Work Group Neurochemistry and Neurodegeneration (AG Otto)

 
Aims

The neurochemical differential and early diagnosis of neurodegenerative diseases represents the main focus of our interdisciplinary group. Using proteomic approaches, especially mass spectrometry, single molecule array (Simoa) and other sensitive methods, we attempt to identify new biomarker candidates in cerebrospinal fluid (CSF) and blood. These markers are characterized and further investigated with regard to their differential diagnostic and pathophysiological relevance. Finally, the aim is to implement these new biomarkers into clinical routine to improve (differential) diagnosis, convenience for patients and personalized medicine.

As a model, we first concentrated on the differential diagnosis of Creutzfeldt-Jakob disease. We now also apply these methods for the diagnosis of other neurodegenerative diseases such as Alzheimer’s disease, Parkinson´s disease and related diseases and especially frontotemporal dementia and amyotrophic lateral sclerosis (ALS) (European reference lab for the diagnosis of neurodegenerative diseases). More recently, we extended our focus to psychiatric diseases, e.g. major depressive disorder. Furthermore, we investigate multiple sclerosis patients (MS) towards the prediction of the disease course and the monitoring of disease severity and therapy efficacy based on neurochemical markers (Collaboration with AG Tumani).

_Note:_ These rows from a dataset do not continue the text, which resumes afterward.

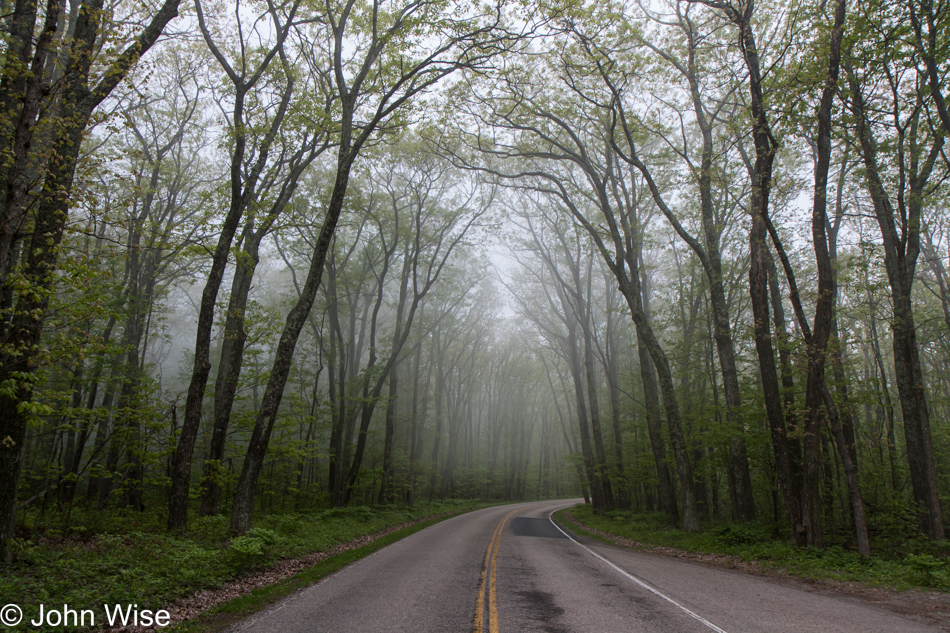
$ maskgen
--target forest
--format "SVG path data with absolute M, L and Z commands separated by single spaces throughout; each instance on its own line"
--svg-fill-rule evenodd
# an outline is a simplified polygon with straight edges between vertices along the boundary
M 950 500 L 943 0 L 7 0 L 0 560 L 82 512 Z

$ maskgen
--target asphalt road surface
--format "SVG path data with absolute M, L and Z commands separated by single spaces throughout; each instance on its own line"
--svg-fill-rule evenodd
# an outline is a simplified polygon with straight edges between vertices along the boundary
M 257 633 L 904 633 L 938 629 L 741 572 L 579 543 L 567 501 L 443 521 L 232 627 Z

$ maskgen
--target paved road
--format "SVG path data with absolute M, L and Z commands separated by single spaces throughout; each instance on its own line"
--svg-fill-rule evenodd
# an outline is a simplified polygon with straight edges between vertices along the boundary
M 257 633 L 911 633 L 835 596 L 652 554 L 578 543 L 522 503 L 405 538 L 231 629 Z

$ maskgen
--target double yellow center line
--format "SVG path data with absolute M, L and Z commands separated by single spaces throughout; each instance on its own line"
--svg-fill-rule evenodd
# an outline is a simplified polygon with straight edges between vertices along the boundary
M 521 510 L 523 508 L 519 508 Z M 473 633 L 484 633 L 485 631 L 485 581 L 488 580 L 488 631 L 489 633 L 498 633 L 498 603 L 495 599 L 495 560 L 498 558 L 498 545 L 501 543 L 501 531 L 505 528 L 505 523 L 509 517 L 518 510 L 512 510 L 498 522 L 495 531 L 488 541 L 488 549 L 485 551 L 485 562 L 482 563 L 482 574 L 478 578 L 478 600 L 475 601 L 475 627 Z M 489 567 L 491 573 L 489 574 Z

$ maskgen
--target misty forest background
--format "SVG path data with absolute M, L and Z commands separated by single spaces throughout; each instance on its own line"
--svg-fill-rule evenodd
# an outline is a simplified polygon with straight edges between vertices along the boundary
M 579 495 L 944 539 L 946 2 L 0 13 L 6 557 Z

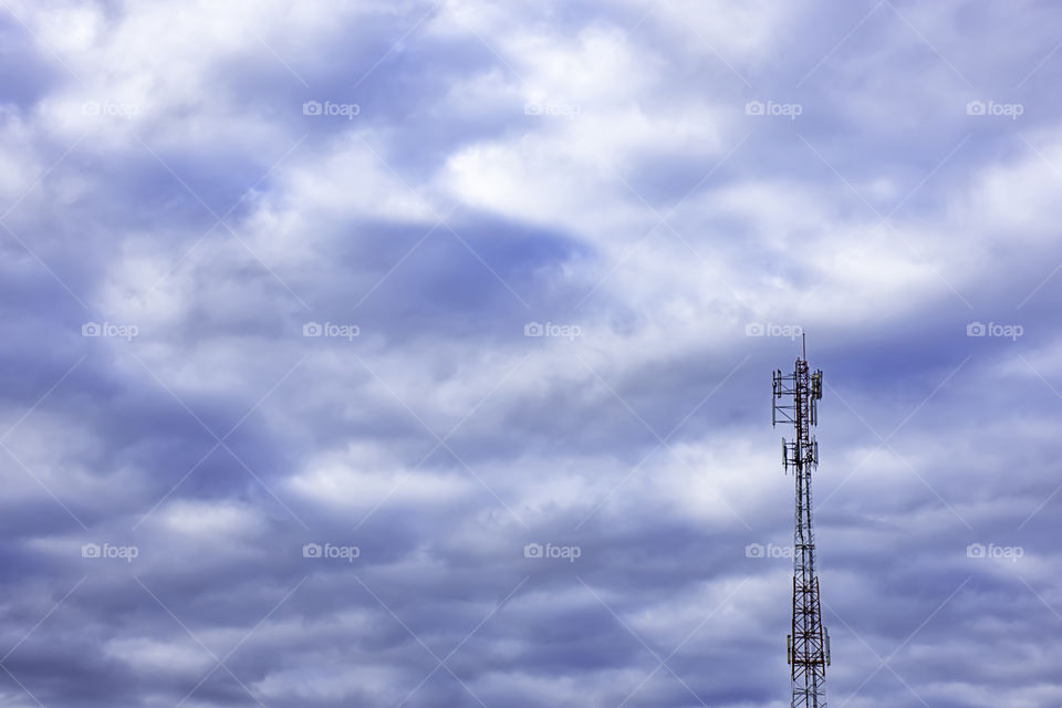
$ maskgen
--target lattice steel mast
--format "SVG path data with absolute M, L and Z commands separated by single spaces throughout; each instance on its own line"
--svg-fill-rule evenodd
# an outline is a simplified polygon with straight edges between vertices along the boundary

A special focus of our research is put on brain-derived biomarkers indicative for neuro-axonal death such as the neuronal structure proteins neurofilament light (NfL) and phosphorylated neurofilament heavy chain (pNfH). Here, we work on the establishment of cut-off levels and investigate the potential of neurofilaments for prognosis and monitoring of different neurodegenerative diseases using highly sensitive detection methods. For the differential diagnosis of ALS we already routinely analyze NfL in serum and pNfH in CSF in our laboratories. For the diagnosis of narcolepsy our lab offers the measurement of orexin in CSF. More information can be found on the website of the CSF laboratory (https://www.uniklinik-ulm.de/neurologie/laboratorien/liquorlabor.html). We are involved in international round robin studies on neurofilament measurement (e.g. ALS Association) which are important for the implementation of neurofilaments into the diagnostic criteria of ALS.

We belong to national and international networks of specialized centers and are involved in the collection of biomaterials to build up large bio-depositories to enable research focused on the spectrum of neurodegenerative diseases which are often very rare.

Our group initiated the German Research Consortium of frontotemporal lobar degeneration to develop and evaluate parameters which help clinicians to diagnose FTLD at an early stage and follow its progression, with the overall aim to develop effective objective targets for therapeutic strategies (www.ftld.de). As this was successful, we have now started clinical trials in FTLD, investigating an active immunotherapy directed against pathologically modified tau protein that is the main constituent of pathological changes in nonfluent variant of PPA.

An important point for the implementation of fluid biomarkers into clinical routine is the standardization of sample collection, processing and storage. We are involved in several international networks with the aim to advance standardization in CSF analysis (BiomarkAPD, SOPHIA, CSF Society, KKNMS) and regularly provide workshops on basic knowledge to work with CSF.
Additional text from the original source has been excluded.